How much of the theatrics we’ve been treated to—the riots, the groundless accusations of universal racism, the posturing by Democratic politicians—how much of all that is served up for the consumption of the nightly news in order to damage Donald Trump? We do not have instruments equipped to make that calculation, though the reality of the case is nevertheless clear enough.
What has not perhaps been appreciated sufficiently is the rancorous psychological dimension of the assiduously cultivated racialist follies roiling America and other Western democracies just now.
For a first glimpse into that story, we might turn to some observations Friedrich Nietzsche made in his 1887 book On the Genealogy of Morals about a certain species of nihilistic self-hatred. “What a display of grand words and postures,” Nietzsche wrote. “What an art of ‘honest’ calumny! . . . [L]et’s admire the skillful counterfeiting with which people here imitate the trademarks of virtue, even its resounding tinkle, the golden sound of virtue.”
Read that column on “Juneteenth” that Joe Biden’s speech writers created for him; attend to the endless—and groundless—accusations of racism that fill the airwaves and brittle communiqués from college presidents and business owners terrified of being called “racists.” Don’t you hear the resounding tinkle of that counterfeit virtue Nietzsche adduced? “They’ve now taken a lease on ‘virtue’ entirely for themselves,” Nietzsche continues.

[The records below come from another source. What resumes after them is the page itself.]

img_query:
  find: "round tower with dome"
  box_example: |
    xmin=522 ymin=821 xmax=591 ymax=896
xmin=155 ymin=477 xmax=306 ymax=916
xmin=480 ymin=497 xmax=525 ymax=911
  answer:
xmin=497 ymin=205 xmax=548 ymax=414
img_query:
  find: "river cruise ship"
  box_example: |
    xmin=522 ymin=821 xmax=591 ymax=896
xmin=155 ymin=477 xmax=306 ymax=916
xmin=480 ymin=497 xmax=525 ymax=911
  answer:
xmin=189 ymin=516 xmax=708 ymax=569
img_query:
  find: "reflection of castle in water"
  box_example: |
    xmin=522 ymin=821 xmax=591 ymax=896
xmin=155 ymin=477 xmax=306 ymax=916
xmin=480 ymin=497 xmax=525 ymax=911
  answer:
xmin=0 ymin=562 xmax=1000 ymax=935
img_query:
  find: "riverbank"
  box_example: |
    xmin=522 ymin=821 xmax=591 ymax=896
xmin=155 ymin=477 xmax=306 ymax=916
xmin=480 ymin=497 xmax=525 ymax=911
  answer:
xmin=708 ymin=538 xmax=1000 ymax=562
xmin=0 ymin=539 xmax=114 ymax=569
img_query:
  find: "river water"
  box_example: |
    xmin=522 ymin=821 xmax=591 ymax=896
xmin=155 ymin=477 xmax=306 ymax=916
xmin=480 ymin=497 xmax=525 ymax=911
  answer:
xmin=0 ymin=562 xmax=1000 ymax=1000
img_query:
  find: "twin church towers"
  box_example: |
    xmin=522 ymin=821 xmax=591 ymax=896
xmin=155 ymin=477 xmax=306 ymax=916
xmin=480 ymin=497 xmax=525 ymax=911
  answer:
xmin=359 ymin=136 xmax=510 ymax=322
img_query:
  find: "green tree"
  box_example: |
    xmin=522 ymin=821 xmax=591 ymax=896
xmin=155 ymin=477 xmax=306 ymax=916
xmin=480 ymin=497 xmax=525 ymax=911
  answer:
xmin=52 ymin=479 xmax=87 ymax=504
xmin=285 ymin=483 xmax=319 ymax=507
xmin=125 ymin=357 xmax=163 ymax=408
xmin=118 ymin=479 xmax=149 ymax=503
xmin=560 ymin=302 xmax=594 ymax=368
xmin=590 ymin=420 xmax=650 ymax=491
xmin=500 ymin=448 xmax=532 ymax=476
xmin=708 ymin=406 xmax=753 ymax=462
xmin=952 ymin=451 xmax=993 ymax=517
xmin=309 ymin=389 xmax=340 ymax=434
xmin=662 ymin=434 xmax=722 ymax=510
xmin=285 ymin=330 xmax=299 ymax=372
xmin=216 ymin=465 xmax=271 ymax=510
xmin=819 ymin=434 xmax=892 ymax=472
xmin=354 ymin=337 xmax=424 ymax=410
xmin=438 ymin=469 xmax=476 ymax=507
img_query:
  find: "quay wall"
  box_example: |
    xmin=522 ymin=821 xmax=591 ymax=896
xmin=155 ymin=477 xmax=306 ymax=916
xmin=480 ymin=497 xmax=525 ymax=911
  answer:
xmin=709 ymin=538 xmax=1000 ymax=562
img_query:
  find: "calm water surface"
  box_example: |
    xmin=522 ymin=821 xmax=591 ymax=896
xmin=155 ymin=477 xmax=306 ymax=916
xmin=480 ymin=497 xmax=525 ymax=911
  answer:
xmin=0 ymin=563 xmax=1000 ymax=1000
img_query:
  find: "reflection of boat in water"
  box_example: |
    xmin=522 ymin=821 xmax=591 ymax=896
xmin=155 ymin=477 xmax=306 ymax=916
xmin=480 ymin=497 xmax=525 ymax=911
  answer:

“We alone are the good men, the just men”—that’s how they speak: “We alone are the homines bonae voluntatis.” They wander around among us like personifications of reproach, like warnings to us, as if health, success, strength, pride, and a feeling of power were inherently depraved things, for which people must atone someday, atone bitterly.
And then there is the other side of the conviction that virtue is the exclusive prerogative of one’s own tribe: the impulse to judge and punish, the Robespierre expedient. “How they thirst to be hangmen!” Nietzsche noted.
Among them there are plenty of people disguised as judges seeking revenge. They always have the word “Justice” in their mouths, like poisonous saliva, with their mouths always pursed, constantly ready to spit at anything which does not look discontented and goes on its way in good spirits.
Nietzsche may not have the last word about the disgraceful parade of counterfeit virtue tearing at the fabric of American society today, but I think he makes an illuminating first foray. His is not an inquiry that you will see aired on CNN or in the pages of the New York Times, to say nothing of those rancid corridors of pseudo-intellectuality, the American university.